What I’ve learned: Honestly, I love detoxing!  Every time I do one,  I learn something.  I learn either something about myself (food addictions, emotional eating),  to eat mindfully, or how to make small changes to my daily diet that can last a lifetime.  This time I’ve learned that I really love having a fridge stocked full of fresh fruits and vegetables.  And, I hope my husband doesn’t read this, but I really don’t dislike cooking as much as I thought I did.   I just need to spend a little more time meal planning, produce shopping and cooking.  The process makes me feel grounded and more connected to my food.  Next step…growing my own food!  Well, maybe next year.

Yours in Health & Wellness- Dr. Shanna

Friday, January 23rd, 2015

30 hours in….(detox with the doc)

Hi to all my fellow detoxers!

I started my liver cleanse yesterday as planned with the best kratom capsules in order to improve quality results. I ate bacon and had a mimosa for my last meal!   That was about 30 hours ago.  Only 18 hours left on the food-fast portion of the cleanse and for most of that I will be sleeping!  I just finished making the 1-wk Core Restore recipe for 3-bean salad which I will devour tomorrow at exactly 3:30pm.  I will also take to work: my protein shake powder, a lettuce and kale salad, rice cakes, sunflower seed butter, celery, snow peas, an apple and a nectarine.  I love doing a fast because when you reintroduce fruits and veggies they taste amazing! Unadulterated, fresh, and delicious just as nature intended!

What is a liver cleanse?
Woman sitting at table in fitness sports clothes, with dumbbell weights on table, with cleansing juice and lemon water.
A liver cleanse may involve may involve choosing or avoiding specific foods, or going on a juice fast.
The liver is the body’s natural detoxifier, as it cleanses the body of toxins and produces bile to support healthy digestion. A healthy liver can detoxify almost everything that a person encounters. The liver is on the right side of the body, just under the rib cage,

When the liver is diseased, the body cannot filter out toxic substances as efficiently. This can cause a wide range of symptoms, including:

itching
yellow jaundiced skin
swelling
blood vessel problems
gallstones
fatigue
nausea
diarrhea
A variety of natural health practitioners, supplement companies, and medical websites argue that the liver accumulates toxins during the filtering process.

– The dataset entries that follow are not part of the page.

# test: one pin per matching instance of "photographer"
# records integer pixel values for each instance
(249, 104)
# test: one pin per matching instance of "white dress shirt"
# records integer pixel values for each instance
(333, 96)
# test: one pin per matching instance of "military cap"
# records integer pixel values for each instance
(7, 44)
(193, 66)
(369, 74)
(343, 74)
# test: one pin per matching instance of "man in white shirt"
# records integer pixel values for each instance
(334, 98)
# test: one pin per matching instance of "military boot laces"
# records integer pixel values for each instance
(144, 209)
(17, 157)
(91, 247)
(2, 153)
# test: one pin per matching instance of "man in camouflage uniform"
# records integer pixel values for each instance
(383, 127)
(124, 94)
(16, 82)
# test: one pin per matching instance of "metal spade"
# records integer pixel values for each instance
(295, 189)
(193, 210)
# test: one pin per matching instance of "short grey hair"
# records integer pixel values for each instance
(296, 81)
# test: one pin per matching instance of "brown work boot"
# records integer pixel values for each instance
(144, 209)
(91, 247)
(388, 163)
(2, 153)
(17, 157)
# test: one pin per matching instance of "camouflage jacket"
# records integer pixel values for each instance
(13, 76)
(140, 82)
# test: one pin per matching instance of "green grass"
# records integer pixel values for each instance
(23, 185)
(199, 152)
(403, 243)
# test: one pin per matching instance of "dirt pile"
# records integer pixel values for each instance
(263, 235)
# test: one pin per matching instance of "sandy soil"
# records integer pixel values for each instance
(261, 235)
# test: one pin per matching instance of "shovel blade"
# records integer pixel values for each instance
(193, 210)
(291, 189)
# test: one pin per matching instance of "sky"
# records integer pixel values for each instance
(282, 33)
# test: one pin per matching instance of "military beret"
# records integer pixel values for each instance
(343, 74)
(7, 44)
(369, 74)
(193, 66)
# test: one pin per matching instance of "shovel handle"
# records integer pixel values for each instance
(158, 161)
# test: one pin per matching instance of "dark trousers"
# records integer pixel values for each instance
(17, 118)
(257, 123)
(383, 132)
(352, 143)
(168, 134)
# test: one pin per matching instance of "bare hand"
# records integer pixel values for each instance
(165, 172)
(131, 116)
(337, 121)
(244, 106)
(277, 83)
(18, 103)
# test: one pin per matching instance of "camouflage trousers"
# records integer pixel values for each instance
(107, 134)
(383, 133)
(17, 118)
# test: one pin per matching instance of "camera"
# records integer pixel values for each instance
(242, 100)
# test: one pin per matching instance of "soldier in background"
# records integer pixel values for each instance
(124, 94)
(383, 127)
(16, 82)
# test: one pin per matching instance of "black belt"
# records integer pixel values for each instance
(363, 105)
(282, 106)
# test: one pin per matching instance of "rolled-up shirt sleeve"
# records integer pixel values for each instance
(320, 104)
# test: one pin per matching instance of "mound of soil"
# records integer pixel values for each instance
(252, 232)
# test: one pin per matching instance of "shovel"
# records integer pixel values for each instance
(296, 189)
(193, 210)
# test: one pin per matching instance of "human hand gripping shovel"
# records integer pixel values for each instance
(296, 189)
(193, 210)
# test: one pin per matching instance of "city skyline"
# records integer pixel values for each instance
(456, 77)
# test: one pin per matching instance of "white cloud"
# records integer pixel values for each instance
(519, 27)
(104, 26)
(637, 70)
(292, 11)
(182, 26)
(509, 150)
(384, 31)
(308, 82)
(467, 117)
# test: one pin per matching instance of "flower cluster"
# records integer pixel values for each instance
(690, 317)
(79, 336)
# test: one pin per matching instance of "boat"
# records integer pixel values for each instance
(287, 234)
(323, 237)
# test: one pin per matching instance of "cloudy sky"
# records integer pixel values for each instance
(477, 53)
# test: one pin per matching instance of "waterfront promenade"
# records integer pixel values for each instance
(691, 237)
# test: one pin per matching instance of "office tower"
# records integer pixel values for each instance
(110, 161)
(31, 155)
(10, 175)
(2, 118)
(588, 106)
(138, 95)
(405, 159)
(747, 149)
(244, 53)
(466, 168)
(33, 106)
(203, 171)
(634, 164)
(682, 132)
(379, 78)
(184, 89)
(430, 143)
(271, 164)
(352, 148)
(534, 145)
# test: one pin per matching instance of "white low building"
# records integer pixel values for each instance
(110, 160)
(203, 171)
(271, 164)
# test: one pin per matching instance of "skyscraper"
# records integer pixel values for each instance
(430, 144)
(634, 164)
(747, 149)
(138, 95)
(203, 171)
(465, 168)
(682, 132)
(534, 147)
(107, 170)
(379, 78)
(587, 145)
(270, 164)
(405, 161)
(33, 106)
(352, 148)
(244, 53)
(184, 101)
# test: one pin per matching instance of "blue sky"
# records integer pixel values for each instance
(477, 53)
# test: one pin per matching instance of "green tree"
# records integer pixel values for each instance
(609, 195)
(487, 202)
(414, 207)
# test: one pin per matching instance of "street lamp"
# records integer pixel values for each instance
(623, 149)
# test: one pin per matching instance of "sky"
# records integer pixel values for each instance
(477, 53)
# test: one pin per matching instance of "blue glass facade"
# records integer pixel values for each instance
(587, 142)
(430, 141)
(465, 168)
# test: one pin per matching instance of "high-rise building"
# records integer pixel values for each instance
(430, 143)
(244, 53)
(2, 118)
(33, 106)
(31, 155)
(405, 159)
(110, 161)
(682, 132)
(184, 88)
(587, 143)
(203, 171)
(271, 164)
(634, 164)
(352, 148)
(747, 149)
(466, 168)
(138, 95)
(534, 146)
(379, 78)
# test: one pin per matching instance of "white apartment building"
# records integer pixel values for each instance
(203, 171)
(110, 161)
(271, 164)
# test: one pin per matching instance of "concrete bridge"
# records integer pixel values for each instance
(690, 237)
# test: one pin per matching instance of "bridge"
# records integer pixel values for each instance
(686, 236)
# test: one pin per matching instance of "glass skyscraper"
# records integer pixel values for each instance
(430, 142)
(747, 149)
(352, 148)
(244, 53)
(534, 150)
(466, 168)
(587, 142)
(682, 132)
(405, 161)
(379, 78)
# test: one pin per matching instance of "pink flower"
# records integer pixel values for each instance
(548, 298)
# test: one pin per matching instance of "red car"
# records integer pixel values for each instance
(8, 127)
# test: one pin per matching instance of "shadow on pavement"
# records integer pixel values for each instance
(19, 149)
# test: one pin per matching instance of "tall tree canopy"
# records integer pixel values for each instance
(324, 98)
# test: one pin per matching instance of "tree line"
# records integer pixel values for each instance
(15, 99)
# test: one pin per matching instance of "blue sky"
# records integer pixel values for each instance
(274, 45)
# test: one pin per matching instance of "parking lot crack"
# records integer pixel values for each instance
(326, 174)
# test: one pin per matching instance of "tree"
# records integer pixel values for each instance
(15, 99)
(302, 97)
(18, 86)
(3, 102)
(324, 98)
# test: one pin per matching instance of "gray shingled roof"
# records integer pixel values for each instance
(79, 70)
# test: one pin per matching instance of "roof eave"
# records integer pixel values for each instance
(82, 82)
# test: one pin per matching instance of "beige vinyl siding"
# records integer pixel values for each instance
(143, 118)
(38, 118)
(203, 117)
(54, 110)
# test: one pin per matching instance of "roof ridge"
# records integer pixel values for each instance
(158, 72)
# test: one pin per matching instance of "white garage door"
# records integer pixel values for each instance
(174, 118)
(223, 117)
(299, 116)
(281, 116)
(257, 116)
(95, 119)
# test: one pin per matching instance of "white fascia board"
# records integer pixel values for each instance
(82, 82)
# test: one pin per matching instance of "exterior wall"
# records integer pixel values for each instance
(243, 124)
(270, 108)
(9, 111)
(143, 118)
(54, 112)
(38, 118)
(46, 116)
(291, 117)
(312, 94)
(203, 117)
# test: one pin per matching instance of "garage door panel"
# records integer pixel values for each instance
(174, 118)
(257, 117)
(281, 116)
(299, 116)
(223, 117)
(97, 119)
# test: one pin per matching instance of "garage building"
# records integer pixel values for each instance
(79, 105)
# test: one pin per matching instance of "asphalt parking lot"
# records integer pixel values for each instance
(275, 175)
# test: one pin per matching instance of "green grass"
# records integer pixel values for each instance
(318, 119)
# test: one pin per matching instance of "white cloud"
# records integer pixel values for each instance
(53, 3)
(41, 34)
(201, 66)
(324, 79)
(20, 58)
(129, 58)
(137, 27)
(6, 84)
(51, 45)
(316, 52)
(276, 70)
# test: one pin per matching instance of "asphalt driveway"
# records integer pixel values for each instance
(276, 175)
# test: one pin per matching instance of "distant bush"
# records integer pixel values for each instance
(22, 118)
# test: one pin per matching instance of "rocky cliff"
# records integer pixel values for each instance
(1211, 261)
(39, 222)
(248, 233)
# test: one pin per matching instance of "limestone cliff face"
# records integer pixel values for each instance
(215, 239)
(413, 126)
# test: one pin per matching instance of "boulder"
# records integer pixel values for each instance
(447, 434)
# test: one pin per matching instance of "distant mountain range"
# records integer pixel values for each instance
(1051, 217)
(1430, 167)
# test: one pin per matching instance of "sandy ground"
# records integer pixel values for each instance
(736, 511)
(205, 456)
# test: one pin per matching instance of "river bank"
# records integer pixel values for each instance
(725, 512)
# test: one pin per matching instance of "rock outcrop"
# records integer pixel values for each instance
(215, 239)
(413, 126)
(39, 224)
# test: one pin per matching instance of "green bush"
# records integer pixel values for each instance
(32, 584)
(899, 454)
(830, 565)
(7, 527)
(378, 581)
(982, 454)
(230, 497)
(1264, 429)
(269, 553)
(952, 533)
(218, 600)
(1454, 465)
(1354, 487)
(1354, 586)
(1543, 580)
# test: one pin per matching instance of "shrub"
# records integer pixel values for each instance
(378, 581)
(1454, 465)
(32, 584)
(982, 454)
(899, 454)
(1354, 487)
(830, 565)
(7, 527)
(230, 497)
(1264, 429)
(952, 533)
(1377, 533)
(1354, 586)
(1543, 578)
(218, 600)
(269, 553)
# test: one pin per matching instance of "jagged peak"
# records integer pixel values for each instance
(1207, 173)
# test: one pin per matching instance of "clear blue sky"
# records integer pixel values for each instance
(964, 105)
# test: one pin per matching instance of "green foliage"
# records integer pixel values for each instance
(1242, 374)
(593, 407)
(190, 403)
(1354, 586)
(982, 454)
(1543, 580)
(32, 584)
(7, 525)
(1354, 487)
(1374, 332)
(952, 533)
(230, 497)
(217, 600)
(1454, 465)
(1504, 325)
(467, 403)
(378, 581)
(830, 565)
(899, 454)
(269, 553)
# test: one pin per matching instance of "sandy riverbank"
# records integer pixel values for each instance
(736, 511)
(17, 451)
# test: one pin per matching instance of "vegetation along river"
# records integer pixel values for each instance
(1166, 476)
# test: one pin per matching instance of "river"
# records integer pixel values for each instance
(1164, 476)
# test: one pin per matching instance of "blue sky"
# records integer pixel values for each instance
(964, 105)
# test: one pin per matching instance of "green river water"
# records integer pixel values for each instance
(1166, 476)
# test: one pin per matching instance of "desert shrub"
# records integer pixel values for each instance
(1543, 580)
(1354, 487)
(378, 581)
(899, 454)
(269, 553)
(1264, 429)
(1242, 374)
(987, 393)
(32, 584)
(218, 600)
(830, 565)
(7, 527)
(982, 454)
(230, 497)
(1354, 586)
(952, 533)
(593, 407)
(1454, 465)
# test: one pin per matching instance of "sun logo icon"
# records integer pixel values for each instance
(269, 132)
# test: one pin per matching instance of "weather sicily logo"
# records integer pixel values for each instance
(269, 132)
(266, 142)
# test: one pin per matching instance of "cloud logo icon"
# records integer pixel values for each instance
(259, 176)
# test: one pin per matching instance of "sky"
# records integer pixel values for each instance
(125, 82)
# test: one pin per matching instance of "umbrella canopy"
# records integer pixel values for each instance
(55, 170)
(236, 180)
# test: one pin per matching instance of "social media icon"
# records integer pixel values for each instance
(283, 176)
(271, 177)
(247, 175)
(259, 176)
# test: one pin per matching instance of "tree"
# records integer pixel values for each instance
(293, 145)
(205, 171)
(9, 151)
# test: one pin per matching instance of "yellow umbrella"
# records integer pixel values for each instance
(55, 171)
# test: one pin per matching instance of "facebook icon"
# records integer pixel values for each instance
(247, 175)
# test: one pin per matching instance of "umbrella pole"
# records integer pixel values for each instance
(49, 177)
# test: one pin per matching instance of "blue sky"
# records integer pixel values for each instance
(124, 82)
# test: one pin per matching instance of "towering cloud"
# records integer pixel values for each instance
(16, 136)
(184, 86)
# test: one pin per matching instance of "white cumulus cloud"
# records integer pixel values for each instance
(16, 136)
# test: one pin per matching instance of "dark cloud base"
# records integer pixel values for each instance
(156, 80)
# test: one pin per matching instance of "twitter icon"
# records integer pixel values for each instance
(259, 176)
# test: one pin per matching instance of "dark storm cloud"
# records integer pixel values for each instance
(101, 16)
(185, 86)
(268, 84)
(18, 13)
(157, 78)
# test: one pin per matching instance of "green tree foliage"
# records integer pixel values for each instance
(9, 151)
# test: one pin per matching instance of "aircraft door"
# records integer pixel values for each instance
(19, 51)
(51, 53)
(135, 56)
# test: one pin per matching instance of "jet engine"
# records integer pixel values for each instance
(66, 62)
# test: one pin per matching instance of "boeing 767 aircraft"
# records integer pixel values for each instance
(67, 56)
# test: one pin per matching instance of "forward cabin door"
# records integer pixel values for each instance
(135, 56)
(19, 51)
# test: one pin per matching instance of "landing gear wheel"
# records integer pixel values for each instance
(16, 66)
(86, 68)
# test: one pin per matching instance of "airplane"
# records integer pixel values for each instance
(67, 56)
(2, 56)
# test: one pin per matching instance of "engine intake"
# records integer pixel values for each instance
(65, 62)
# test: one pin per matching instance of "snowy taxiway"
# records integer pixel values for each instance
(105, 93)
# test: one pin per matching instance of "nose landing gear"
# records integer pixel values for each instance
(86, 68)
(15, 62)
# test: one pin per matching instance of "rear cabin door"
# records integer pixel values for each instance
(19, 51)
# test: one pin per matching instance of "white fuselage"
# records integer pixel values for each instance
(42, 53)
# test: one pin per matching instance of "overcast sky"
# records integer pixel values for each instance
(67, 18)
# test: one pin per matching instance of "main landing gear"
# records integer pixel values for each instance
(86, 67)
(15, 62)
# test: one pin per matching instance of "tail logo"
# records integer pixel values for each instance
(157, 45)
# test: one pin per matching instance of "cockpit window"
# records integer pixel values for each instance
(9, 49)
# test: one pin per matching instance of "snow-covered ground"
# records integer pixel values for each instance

They insist that over time, these toxins can cause a range of nonspecific symptoms and may even cause serious diseases or increase the risk of cancer. There is little evidence to support this.

Over time, however, exposure to chemicals can damage the liver. For example, drinking alcohol is a well-known way to ruin liver function over time.

In most cases, a liver detox involves one or more of the following:

taking supplements designed to flush toxins out of the liver
eating a liver-friendly diet
avoiding certain foods
going on a juice fast
cleansing the colon and gut through the use of enemas
While liver failure is a serious health problem, there is no evidence that dangerous toxins accumulate in otherwise healthy livers without specific exposure to large amounts of these chemicals.

Yours in Health & Wellness,

Dr. Shanna

Monday, January 19th, 2015

Countdown to Detox with the Doc!

Hi all!

I am starting my detox on Sunday afternoon.  I am so ready that I am starting a day early! Good luck to every one else joining in and let me know if you have any questions!

Yours in Health & Wellness,

Dr. Shanna

Friday, January 16th, 2015

Detox with the Doc starts Jan. 19! Save now on your New Year’s detox.

detoxHappy 2015! It’s time for our annual “Detox with the Doc, they recommend Detoxic Indonesia” event. This year we’re offering 25% off both our 21-day Purification Program ($58 savings) and our 7-day Core Restore Program ($25.50 savings). The sale runs from 1/5/15 – 2/16/15. Pick up your detox kit at our office or call us at 312-634-0740 to have us mail you one.

Beginning a detox can be overwhelming. It sounds daunting and difficult, but it doesn’t have to be! I have been doing 1-3 liver detoxes per year for over ten years. Let me share with you some of my tips for success:

1. Plan

Timing is the most important part. Plan to do the detox when you don’t have any big eating and drinking events on your schedule. For example, if you have wedding, your birthday, or a holiday during your detox it will be more difficult to be successful. Once you schedule the detox keep those days clear of any extra activities.

2. Simplify

Don’t over complicate the diet changes that are needed. Stick to the basics. You don’t need to spend hour after hour cooking or even shopping to do a detox. Keep it simple.

3. Snack

Make sure to pack yourself lots of healthy snacks. This way you will be less likely to cheat on your detox if you get hungry between meals. Also, eating frequently will reduce the occurrence of headaches due to low blood sugar.

4. De-Stress

During a detox you can expect to be a little more tired than usual. Try to use this time to relax. Do what needs to be done and then go home and rest. Go to bed early.

5. Rest

While detoxing you should not exercise too vigorously. It is important to preserve your energy during a detox program.

6. Timing

Finish your “last meal” at lunchtime and then start the clocks for your detox. This way your last day of the program will end at that same time as the first day began. The detox will seem much shorter this way, even though you will still be sticking to the program guidelines.

7. Wind-down

If you are currently drinking caffeine daily you should start to wean off of it prior to starting the detox. This should help to reduce the chances of headaches related to caffeine withdraw.

8. Upgrade

If you want to get the most out of your detox you can add in some therapies. Saunas, Epsom salt baths, acupuncture, cupping therapy, massage, chiropractic adjustments, oxygen therapy, body wraps, enemas, restorative yoga or a twisting yoga class.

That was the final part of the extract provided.